# I LOVE NISSAN



## jmcguire (Sep 16, 2004)

I blew a engine in my 1984 300ZX turbo last fall.I've owned various 280's and 300's previously and know the engines are bullet proof.I now believe the guy I purchased the car off of two summers ago probably was more of a talker than a doer and negleced basic maintenance.The car was in excellent contion overall.Anyway,I had buddies garage install a used motor.We ran the VIN number and discovered that the injector update was never done.Called Nissan, gave them some info., got a call yesterday that they will put new injectors, etc. in the motor.Fantasic, can you beat that.Now if I could only get GM to repaint my wife's two year old paint peeling Pontiac..............................


----------



## Zen31ZR (Mar 24, 2004)

With all of GMs problems lately, I doubt it.

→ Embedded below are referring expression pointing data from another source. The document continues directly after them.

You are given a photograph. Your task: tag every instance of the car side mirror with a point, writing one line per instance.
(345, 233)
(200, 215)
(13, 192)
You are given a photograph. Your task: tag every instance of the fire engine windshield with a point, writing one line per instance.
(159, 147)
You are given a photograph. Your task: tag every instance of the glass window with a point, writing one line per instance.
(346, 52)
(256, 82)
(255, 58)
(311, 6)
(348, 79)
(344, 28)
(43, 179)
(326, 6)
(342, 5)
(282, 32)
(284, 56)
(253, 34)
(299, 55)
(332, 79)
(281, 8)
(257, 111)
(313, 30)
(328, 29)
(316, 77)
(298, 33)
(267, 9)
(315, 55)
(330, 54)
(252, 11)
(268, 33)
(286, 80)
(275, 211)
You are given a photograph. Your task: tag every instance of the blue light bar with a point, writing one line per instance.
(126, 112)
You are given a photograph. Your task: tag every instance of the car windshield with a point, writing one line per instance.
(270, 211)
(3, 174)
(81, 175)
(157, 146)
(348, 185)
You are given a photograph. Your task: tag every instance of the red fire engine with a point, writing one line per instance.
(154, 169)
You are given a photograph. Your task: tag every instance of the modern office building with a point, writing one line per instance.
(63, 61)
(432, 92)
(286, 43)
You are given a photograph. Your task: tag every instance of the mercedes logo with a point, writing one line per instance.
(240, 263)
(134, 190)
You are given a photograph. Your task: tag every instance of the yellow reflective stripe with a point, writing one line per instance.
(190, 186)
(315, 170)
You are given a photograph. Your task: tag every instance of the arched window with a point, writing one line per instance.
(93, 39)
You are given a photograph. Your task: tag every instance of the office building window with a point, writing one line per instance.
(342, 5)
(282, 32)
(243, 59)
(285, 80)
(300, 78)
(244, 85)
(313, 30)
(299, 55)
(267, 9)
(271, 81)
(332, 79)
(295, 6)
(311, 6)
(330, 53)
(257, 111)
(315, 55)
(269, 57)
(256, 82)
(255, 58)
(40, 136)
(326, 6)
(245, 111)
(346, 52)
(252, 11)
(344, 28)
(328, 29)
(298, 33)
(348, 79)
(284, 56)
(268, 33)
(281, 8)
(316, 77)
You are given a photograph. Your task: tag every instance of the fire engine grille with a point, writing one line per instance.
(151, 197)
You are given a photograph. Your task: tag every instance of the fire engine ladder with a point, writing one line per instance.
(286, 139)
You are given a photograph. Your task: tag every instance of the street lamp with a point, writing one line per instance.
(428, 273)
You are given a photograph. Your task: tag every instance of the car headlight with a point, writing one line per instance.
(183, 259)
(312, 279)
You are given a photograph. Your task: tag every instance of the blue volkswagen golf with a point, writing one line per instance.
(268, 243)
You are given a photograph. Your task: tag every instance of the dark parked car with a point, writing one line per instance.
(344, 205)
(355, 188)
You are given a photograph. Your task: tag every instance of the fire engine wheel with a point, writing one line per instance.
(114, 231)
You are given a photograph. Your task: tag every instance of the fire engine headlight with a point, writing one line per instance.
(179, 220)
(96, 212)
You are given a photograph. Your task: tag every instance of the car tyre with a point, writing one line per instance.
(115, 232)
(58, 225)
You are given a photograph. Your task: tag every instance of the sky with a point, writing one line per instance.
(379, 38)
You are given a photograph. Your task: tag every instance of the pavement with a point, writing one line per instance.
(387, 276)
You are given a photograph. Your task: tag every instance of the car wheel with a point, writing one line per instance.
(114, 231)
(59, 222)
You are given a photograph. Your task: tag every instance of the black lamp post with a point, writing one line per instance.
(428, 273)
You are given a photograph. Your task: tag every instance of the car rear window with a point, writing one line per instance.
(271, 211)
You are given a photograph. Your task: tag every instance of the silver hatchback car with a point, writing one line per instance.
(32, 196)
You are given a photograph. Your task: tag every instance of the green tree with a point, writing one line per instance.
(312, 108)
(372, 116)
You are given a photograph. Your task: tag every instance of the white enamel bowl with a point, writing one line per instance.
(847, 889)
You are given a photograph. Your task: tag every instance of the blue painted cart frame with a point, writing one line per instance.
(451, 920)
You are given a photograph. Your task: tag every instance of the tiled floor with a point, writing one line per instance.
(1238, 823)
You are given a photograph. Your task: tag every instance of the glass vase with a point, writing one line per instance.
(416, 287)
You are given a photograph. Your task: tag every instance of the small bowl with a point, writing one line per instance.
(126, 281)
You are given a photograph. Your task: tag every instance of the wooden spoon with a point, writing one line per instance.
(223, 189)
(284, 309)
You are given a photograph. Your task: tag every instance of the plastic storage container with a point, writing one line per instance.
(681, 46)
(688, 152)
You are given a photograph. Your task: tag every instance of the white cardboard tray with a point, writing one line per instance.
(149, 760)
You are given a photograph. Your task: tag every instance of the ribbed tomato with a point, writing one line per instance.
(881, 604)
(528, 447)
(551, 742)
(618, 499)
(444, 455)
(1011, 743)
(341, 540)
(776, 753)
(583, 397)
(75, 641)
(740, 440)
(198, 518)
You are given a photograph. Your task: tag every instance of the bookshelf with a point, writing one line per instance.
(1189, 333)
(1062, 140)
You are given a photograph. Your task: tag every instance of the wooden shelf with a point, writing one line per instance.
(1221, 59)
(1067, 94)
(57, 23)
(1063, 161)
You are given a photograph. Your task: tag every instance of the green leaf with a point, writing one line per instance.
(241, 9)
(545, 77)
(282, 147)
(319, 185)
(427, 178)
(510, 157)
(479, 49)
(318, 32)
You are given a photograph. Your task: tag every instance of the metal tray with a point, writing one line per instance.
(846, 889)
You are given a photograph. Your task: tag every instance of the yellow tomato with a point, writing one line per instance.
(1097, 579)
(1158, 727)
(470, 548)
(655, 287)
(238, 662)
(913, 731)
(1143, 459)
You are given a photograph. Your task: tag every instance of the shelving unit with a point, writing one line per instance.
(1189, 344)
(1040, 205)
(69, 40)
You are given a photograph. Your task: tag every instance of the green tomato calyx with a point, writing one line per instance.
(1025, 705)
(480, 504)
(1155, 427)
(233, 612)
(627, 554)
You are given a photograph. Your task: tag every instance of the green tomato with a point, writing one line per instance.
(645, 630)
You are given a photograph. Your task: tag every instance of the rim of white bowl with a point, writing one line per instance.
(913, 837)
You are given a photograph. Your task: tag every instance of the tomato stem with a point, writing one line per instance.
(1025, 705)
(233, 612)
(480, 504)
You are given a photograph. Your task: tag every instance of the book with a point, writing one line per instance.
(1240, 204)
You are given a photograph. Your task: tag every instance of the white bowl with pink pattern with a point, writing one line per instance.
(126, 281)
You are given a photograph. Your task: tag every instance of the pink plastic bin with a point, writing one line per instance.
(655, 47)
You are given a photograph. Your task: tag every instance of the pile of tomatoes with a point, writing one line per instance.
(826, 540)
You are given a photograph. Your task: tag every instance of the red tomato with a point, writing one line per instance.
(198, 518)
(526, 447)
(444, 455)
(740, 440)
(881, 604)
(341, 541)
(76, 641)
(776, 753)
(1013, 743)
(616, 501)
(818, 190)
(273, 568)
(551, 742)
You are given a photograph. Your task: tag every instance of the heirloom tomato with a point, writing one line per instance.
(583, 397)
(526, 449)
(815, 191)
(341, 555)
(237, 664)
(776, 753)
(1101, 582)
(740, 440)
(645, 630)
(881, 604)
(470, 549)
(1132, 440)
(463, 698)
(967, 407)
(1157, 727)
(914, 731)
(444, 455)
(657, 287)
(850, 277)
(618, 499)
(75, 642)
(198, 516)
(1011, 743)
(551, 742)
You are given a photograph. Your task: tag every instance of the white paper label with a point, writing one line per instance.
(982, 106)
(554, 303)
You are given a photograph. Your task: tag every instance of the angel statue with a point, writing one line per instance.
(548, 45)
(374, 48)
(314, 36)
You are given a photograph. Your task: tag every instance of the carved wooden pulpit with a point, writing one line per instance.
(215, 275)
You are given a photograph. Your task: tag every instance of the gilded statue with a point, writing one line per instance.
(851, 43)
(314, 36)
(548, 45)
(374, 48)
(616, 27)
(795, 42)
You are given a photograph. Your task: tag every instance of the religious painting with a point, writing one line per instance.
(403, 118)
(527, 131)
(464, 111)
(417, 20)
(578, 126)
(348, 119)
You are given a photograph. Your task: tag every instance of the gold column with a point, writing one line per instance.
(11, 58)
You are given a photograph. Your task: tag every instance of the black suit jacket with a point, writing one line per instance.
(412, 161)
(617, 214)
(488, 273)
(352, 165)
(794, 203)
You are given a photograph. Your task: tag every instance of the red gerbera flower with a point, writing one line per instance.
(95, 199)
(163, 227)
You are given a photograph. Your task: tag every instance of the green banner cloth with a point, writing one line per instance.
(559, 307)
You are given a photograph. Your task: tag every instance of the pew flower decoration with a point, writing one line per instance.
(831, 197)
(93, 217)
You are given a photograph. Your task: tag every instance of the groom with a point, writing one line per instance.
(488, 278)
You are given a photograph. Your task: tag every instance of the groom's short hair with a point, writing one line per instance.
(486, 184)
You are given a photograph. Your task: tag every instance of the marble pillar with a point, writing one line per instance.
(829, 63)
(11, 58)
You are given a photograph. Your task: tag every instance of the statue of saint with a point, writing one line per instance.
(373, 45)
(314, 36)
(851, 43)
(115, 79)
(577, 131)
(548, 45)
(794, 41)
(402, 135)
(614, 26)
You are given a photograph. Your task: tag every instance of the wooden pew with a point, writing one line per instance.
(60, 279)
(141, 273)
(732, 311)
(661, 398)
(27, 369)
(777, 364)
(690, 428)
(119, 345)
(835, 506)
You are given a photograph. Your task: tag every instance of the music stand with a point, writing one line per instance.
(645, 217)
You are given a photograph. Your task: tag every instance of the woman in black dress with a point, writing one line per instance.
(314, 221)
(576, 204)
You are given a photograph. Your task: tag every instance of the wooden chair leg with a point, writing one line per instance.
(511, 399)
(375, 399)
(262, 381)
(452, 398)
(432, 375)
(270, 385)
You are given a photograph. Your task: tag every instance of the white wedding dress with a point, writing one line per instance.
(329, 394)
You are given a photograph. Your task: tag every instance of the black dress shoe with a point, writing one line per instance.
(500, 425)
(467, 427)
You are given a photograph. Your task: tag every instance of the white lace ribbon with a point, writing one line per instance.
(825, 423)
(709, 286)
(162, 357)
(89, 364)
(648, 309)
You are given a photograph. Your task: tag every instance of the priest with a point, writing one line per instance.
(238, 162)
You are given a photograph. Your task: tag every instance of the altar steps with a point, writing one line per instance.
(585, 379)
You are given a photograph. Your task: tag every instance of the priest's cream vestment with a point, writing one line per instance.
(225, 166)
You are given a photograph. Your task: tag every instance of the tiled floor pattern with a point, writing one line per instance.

I imagine the BIG 3 will complain to the government at some point and try to make imports even harder for us to own........ They already duty the heck out of them, most cost about 1 1/2 times what they should.


----------



## jmcguire (Sep 16, 2004)

Car got done on Tuesday.Runs like new.Woke it right up.Jamie


----------



## siamiam (Feb 10, 2005)

took the dealer up here more than 3 months for them to put my new injectors in my car.


----------